Published in UT San Diego, October 16, 2012
By Neil Senturia and Barbara Bry
OK, so you have it all, the house, the plane, the family, a successful business, and you’re not happy. Why?
“Deconstructing happiness — the science behind contented lives” is the focus of Tal Ben-Shahar, who taught the most popular course at Harvard on this topic. He recently spoke at the Atlantic Meets Pacific conference in La Jolla, sponsored by The Atlantic magazine and University of California San Diego.
When Ben-Shahar was an undergraduate at Harvard University, he was getting good grades, had an active social life and was a top squash player. Yet, he wasn’t happy, and he wanted to figure out why. He switched his major from computer science to psychology in an effort to find the answer.
His research led to further development of the field of “positive psychology.” At first, one thinks this is kind of goofy — that thinking positive thoughts can make a difference. But the hard data and the empirical statistics actually support this concept. It starts with the idea of how you frame the question.
Ben-Shahar’s remarks about the “science of happiness” are relevant to entrepreneurs, both in terms of their personal lives and in building successful organizations. Ben-Shahar defines happiness as having both a short-term (pleasure) and long-term (meaning) components. He contends that we experience a deep sense of meaning and are more successful when we pursue those things that we care about most.
Positive psychology starts by looking at what works in a relationship, in your personal life, or in an organization instead of the traditional way of starting with an analysis of the problems. “Until 2000, for every article on happiness and job satisfaction, you would find 21 on depression and anxiety,” Ben-Shahar said. “If I go to a therapist, she will ask what’s wrong. When an organizational psychologist goes into a company, he will ask about the weaknesses.”
In contrast, the positive process begins by asking questions like these:
• What’s working?
• What’s going well in your relationship?
• What are your strengths?
• What’s going well in your organization on which we can build?
After World War II, Ben-Shahar said intervention programs for at-risk populations focused on the question: Why do these individuals fail? Most of the programs that were subsequently developed were created in response to the failures.

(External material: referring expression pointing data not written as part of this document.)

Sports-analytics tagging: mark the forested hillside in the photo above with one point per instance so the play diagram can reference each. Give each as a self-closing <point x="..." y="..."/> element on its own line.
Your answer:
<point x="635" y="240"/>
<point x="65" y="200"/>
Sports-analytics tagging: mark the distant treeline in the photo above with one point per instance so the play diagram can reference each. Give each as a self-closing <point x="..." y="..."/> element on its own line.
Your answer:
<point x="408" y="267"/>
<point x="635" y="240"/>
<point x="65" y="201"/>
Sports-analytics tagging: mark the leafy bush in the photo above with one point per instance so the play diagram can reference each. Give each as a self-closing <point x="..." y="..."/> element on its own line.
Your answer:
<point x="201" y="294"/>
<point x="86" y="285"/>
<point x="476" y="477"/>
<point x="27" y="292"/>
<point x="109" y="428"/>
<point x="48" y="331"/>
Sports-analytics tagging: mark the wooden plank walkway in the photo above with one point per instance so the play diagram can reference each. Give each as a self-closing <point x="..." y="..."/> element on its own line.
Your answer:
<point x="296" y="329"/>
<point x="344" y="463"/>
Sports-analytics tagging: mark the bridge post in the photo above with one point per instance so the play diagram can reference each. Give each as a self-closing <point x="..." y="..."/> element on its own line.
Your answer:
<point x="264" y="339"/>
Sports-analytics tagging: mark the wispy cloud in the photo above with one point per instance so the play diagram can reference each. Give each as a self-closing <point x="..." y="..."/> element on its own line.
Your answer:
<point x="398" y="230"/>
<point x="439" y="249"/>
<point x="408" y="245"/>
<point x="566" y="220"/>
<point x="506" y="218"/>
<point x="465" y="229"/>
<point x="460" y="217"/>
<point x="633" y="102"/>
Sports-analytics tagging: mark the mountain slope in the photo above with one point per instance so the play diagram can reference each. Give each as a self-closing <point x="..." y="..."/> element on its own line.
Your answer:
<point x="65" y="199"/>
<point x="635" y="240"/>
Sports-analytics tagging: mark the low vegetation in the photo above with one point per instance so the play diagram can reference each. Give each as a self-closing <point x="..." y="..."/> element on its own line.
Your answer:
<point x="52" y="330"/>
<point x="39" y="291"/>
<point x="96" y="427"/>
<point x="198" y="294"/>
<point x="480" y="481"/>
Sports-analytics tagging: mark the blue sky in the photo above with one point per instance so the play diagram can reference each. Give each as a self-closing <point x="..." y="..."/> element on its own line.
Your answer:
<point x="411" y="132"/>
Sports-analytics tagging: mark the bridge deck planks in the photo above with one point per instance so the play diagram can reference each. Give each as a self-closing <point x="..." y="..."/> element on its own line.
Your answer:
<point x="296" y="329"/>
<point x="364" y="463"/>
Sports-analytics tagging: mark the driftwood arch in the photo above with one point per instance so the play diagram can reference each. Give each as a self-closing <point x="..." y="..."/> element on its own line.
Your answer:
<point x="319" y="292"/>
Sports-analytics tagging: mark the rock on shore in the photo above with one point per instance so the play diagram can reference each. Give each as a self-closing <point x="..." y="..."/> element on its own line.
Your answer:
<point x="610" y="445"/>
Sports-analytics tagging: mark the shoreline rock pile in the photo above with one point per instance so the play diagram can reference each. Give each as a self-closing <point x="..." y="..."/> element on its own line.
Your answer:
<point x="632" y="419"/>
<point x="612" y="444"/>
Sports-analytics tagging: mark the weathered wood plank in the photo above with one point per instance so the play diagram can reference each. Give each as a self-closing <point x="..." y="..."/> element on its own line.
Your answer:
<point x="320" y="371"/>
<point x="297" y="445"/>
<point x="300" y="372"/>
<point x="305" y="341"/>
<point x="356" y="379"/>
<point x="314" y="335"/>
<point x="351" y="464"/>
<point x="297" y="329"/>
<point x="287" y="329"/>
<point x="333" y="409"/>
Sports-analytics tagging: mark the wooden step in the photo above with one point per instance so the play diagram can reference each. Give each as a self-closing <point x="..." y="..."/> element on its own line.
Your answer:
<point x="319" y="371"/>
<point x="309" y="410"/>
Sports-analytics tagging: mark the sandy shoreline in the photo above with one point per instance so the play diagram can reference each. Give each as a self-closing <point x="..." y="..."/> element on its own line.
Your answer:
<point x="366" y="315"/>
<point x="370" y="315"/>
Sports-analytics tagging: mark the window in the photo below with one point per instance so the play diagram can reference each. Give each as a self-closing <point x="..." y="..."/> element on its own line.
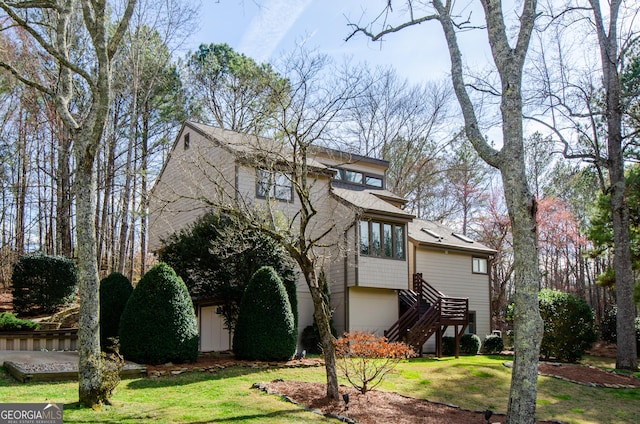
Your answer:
<point x="352" y="177"/>
<point x="373" y="181"/>
<point x="276" y="185"/>
<point x="359" y="178"/>
<point x="186" y="141"/>
<point x="364" y="237"/>
<point x="479" y="265"/>
<point x="383" y="240"/>
<point x="471" y="328"/>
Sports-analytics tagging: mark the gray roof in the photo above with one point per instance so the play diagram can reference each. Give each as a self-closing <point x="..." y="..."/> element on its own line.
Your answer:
<point x="428" y="233"/>
<point x="247" y="146"/>
<point x="371" y="201"/>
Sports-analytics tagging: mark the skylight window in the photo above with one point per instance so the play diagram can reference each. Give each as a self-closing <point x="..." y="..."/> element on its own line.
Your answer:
<point x="462" y="237"/>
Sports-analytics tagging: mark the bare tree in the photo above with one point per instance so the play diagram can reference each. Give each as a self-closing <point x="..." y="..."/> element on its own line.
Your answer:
<point x="509" y="160"/>
<point x="409" y="126"/>
<point x="52" y="25"/>
<point x="585" y="112"/>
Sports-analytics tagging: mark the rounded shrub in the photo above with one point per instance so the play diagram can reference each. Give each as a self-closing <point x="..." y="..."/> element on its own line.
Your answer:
<point x="448" y="345"/>
<point x="115" y="290"/>
<point x="493" y="344"/>
<point x="469" y="344"/>
<point x="569" y="329"/>
<point x="158" y="324"/>
<point x="265" y="329"/>
<point x="43" y="283"/>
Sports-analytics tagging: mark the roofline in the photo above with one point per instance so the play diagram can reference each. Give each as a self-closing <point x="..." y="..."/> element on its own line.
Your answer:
<point x="357" y="157"/>
<point x="445" y="246"/>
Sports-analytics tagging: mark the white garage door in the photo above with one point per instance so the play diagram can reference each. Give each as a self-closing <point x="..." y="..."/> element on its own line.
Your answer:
<point x="213" y="335"/>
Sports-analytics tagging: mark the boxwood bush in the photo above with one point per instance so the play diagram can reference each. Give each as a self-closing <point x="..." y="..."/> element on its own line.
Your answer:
<point x="115" y="290"/>
<point x="448" y="345"/>
<point x="265" y="329"/>
<point x="569" y="329"/>
<point x="158" y="324"/>
<point x="43" y="283"/>
<point x="469" y="344"/>
<point x="493" y="344"/>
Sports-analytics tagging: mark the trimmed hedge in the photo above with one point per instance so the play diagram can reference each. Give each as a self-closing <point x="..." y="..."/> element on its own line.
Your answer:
<point x="448" y="345"/>
<point x="9" y="322"/>
<point x="158" y="324"/>
<point x="265" y="329"/>
<point x="493" y="344"/>
<point x="469" y="344"/>
<point x="115" y="290"/>
<point x="43" y="283"/>
<point x="569" y="329"/>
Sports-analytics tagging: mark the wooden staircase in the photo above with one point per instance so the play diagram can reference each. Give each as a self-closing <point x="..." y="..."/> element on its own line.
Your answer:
<point x="425" y="312"/>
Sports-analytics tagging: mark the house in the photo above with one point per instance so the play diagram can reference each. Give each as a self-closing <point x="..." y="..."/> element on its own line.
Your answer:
<point x="370" y="248"/>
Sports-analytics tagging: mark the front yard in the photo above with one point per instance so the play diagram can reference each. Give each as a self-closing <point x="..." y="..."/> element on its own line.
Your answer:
<point x="471" y="382"/>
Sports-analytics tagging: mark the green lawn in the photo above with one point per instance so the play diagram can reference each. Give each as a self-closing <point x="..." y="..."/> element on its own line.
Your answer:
<point x="477" y="382"/>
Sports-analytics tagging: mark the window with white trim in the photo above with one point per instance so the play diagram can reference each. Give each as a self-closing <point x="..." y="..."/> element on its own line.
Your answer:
<point x="359" y="178"/>
<point x="274" y="185"/>
<point x="479" y="265"/>
<point x="382" y="239"/>
<point x="471" y="327"/>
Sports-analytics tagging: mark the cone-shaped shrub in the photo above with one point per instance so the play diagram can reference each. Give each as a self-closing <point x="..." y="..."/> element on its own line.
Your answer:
<point x="158" y="325"/>
<point x="265" y="329"/>
<point x="115" y="290"/>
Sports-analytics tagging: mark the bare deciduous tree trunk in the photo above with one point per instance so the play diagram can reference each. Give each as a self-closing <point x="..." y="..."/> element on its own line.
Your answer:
<point x="626" y="355"/>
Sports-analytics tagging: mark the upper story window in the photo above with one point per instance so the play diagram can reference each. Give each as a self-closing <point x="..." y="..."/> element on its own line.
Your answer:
<point x="186" y="141"/>
<point x="274" y="185"/>
<point x="359" y="178"/>
<point x="382" y="239"/>
<point x="479" y="265"/>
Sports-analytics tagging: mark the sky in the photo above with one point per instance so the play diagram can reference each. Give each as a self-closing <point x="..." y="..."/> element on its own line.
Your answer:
<point x="266" y="29"/>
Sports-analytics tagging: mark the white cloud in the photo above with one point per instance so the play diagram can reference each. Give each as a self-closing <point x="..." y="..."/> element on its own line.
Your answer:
<point x="273" y="21"/>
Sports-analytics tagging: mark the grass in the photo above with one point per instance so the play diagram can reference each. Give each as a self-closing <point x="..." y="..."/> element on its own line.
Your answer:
<point x="472" y="382"/>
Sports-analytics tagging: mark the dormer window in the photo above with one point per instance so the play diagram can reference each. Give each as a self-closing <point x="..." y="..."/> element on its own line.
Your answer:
<point x="186" y="141"/>
<point x="382" y="239"/>
<point x="359" y="178"/>
<point x="274" y="185"/>
<point x="373" y="181"/>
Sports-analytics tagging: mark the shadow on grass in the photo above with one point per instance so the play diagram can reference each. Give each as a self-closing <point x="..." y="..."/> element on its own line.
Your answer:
<point x="191" y="377"/>
<point x="146" y="416"/>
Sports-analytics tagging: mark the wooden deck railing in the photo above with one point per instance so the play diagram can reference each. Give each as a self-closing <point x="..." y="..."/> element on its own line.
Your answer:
<point x="416" y="326"/>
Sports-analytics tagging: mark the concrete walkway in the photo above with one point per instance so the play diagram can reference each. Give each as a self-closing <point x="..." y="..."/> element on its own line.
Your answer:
<point x="38" y="357"/>
<point x="27" y="365"/>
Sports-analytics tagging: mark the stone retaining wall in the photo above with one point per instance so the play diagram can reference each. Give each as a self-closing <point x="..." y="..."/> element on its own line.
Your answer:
<point x="64" y="339"/>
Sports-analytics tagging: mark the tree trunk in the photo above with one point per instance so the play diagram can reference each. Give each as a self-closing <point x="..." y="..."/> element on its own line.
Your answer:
<point x="321" y="316"/>
<point x="64" y="246"/>
<point x="626" y="355"/>
<point x="90" y="379"/>
<point x="528" y="326"/>
<point x="521" y="204"/>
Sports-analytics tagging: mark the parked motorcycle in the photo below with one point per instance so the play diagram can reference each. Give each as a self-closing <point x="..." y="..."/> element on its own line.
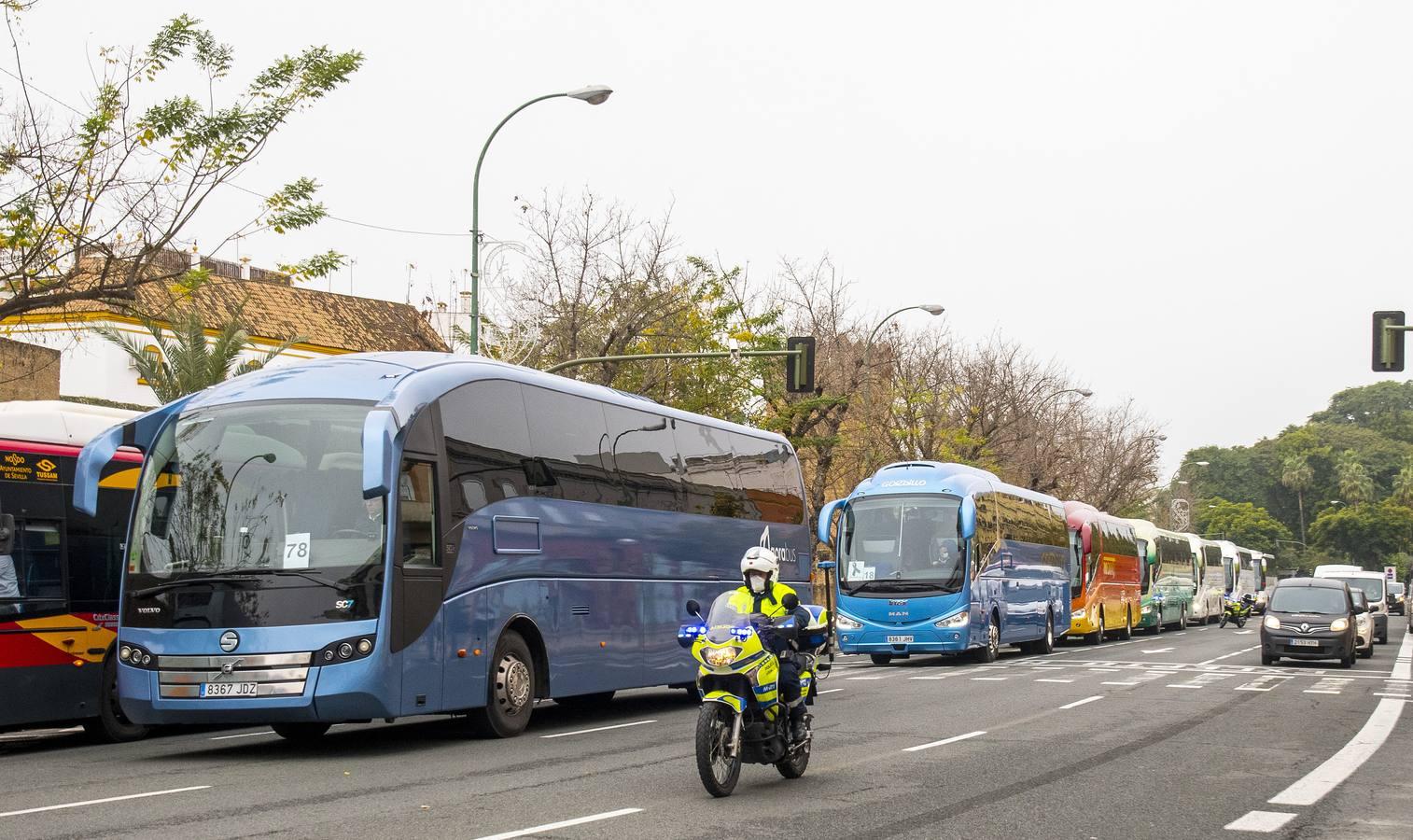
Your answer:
<point x="742" y="717"/>
<point x="1238" y="609"/>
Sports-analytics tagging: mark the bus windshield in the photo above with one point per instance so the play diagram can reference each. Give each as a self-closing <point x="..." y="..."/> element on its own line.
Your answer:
<point x="1372" y="586"/>
<point x="260" y="494"/>
<point x="903" y="543"/>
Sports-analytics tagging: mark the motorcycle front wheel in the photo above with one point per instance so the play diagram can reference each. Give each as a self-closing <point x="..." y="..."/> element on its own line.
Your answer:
<point x="717" y="770"/>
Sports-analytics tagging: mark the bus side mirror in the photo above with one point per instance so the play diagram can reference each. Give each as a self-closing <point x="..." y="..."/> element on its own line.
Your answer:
<point x="6" y="533"/>
<point x="821" y="530"/>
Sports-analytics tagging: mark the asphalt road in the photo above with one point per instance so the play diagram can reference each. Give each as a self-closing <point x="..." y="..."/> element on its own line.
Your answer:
<point x="1171" y="735"/>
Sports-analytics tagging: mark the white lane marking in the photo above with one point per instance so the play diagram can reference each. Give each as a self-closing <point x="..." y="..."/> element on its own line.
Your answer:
<point x="637" y="723"/>
<point x="104" y="801"/>
<point x="1341" y="765"/>
<point x="595" y="818"/>
<point x="1404" y="659"/>
<point x="1261" y="820"/>
<point x="953" y="740"/>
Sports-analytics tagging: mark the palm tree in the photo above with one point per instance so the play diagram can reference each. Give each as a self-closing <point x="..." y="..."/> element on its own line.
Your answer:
<point x="1355" y="483"/>
<point x="1297" y="475"/>
<point x="187" y="361"/>
<point x="1404" y="483"/>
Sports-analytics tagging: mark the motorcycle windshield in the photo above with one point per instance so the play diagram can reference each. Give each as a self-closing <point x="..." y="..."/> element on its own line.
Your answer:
<point x="725" y="620"/>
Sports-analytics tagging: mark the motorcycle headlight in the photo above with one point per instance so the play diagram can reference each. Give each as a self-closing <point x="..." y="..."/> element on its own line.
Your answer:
<point x="846" y="623"/>
<point x="720" y="656"/>
<point x="953" y="621"/>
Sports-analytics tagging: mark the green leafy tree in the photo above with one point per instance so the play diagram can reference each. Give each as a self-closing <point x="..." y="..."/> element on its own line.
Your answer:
<point x="1404" y="485"/>
<point x="1242" y="524"/>
<point x="1365" y="533"/>
<point x="90" y="206"/>
<point x="1355" y="483"/>
<point x="1296" y="475"/>
<point x="187" y="359"/>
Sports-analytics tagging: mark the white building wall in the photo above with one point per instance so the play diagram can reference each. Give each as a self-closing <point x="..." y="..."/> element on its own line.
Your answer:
<point x="92" y="367"/>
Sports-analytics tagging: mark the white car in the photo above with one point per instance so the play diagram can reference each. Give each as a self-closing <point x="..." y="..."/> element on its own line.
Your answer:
<point x="1363" y="623"/>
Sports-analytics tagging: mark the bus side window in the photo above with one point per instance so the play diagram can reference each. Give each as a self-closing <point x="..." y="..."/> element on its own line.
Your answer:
<point x="417" y="513"/>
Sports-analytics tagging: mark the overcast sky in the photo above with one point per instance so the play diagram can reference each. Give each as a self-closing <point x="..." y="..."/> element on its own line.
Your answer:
<point x="1192" y="203"/>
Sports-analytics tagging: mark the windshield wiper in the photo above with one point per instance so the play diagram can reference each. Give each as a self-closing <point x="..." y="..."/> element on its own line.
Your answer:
<point x="205" y="579"/>
<point x="316" y="579"/>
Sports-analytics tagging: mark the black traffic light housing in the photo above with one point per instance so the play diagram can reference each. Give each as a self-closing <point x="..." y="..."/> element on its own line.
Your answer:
<point x="1388" y="343"/>
<point x="800" y="368"/>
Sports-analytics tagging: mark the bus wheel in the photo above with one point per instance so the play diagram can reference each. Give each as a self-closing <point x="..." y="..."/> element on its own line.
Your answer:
<point x="1097" y="637"/>
<point x="992" y="650"/>
<point x="301" y="733"/>
<point x="511" y="694"/>
<point x="1046" y="644"/>
<point x="112" y="726"/>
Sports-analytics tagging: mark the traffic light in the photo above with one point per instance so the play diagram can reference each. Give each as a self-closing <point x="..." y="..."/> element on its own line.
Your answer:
<point x="1388" y="343"/>
<point x="800" y="368"/>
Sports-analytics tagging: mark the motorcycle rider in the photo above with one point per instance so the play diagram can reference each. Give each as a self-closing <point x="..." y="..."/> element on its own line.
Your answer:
<point x="763" y="595"/>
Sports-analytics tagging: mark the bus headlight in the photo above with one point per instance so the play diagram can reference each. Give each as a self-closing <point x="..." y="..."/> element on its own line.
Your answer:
<point x="954" y="621"/>
<point x="720" y="656"/>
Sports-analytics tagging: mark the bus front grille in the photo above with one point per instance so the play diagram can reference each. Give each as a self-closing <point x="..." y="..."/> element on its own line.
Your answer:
<point x="274" y="675"/>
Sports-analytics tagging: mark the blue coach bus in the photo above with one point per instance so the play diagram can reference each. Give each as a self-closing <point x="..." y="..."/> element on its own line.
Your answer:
<point x="945" y="559"/>
<point x="386" y="535"/>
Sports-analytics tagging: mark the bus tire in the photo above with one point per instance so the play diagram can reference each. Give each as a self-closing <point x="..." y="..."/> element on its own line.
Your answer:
<point x="991" y="650"/>
<point x="1046" y="644"/>
<point x="300" y="733"/>
<point x="112" y="726"/>
<point x="511" y="691"/>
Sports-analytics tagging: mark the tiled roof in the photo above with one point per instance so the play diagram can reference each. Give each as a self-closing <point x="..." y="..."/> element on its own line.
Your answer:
<point x="275" y="310"/>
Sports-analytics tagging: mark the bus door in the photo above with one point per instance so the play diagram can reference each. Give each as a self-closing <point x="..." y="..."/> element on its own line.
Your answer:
<point x="418" y="584"/>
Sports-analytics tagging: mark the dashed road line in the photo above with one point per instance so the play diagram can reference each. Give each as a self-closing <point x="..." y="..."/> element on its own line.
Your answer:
<point x="953" y="740"/>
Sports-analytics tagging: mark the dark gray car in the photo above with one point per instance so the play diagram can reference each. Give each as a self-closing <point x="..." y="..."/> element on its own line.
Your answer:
<point x="1308" y="618"/>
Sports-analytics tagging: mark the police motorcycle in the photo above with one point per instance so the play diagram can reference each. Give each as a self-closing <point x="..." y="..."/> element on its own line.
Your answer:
<point x="742" y="716"/>
<point x="1237" y="609"/>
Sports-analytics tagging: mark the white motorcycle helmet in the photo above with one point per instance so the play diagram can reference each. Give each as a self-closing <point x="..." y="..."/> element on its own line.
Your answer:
<point x="766" y="567"/>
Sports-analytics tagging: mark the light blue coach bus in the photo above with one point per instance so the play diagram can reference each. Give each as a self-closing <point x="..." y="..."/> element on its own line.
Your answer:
<point x="385" y="535"/>
<point x="945" y="559"/>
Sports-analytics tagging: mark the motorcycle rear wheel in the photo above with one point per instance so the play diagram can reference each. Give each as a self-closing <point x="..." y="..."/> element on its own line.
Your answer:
<point x="793" y="763"/>
<point x="718" y="771"/>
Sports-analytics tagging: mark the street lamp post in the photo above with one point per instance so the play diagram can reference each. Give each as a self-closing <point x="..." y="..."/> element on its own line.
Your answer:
<point x="868" y="345"/>
<point x="594" y="95"/>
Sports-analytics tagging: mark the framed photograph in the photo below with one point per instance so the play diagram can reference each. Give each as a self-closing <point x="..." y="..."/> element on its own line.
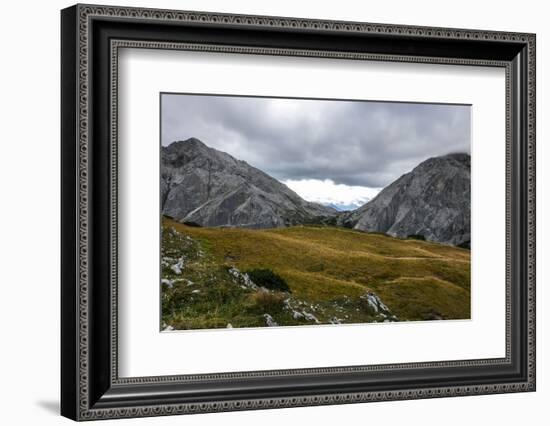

By the 1980s, when psychologists started asking, “What makes some individuals succeed in spite of unfavorable circumstances?” Different answers showed up. The analysis was on triumph over adversity, not removing adversity.
For example, in studies of why some children succeeded vs. others, the distinguishing characteristic was resilience. This trait of resilience, developed early in life, proves to be a critical trait in the entrepreneur personality DNA.
The resilient kids were able to set future goals for themselves. Apparently, having a goal made it easier for them to overcome difficulties and to be optimistic about the possible outcome — to exhibit the relentless pursuit mentality important in entrepreneurship so you’re able to bounce back from the inevitable setbacks. Significantly, the resilient kids had role models (mom, dad, teacher, or historical figure), they focused on their strengths, and they were physically active.
These skills can be taught. We can help kids find role models, teach them how to set goals and encourage exercise. Ben-Shahar says that exercising as little as three times a week for 30 minutes has the same impact as the most powerful psychiatric medication, and it increases creativity and concentration.
In applying these concepts to organizations, Ben-Shahar referred to the 25-year Gallup research project that surveyed employees and managers to identify the behavior patterns of great managers. The study found that allowing employees to do what they do best — to focus on their strengths — resulted in more successful companies. Imagine an employee review that spent 90 percent of the time complimenting vs. criticizing.
And in the final analysis, Ben-Shahar focuses on gratitude — recognition of the wonders of the world on a daily basis. “When you appreciate the good, the good appreciates. You have more of it. When you do not appreciate it, it depreciates, and you have less of it in your relationships, family or organizations,” said Ben-Shahar.
There is no rule about happiness. It is a by-product. It is what is left after everything else is done, but of course, without it, everything else means very little.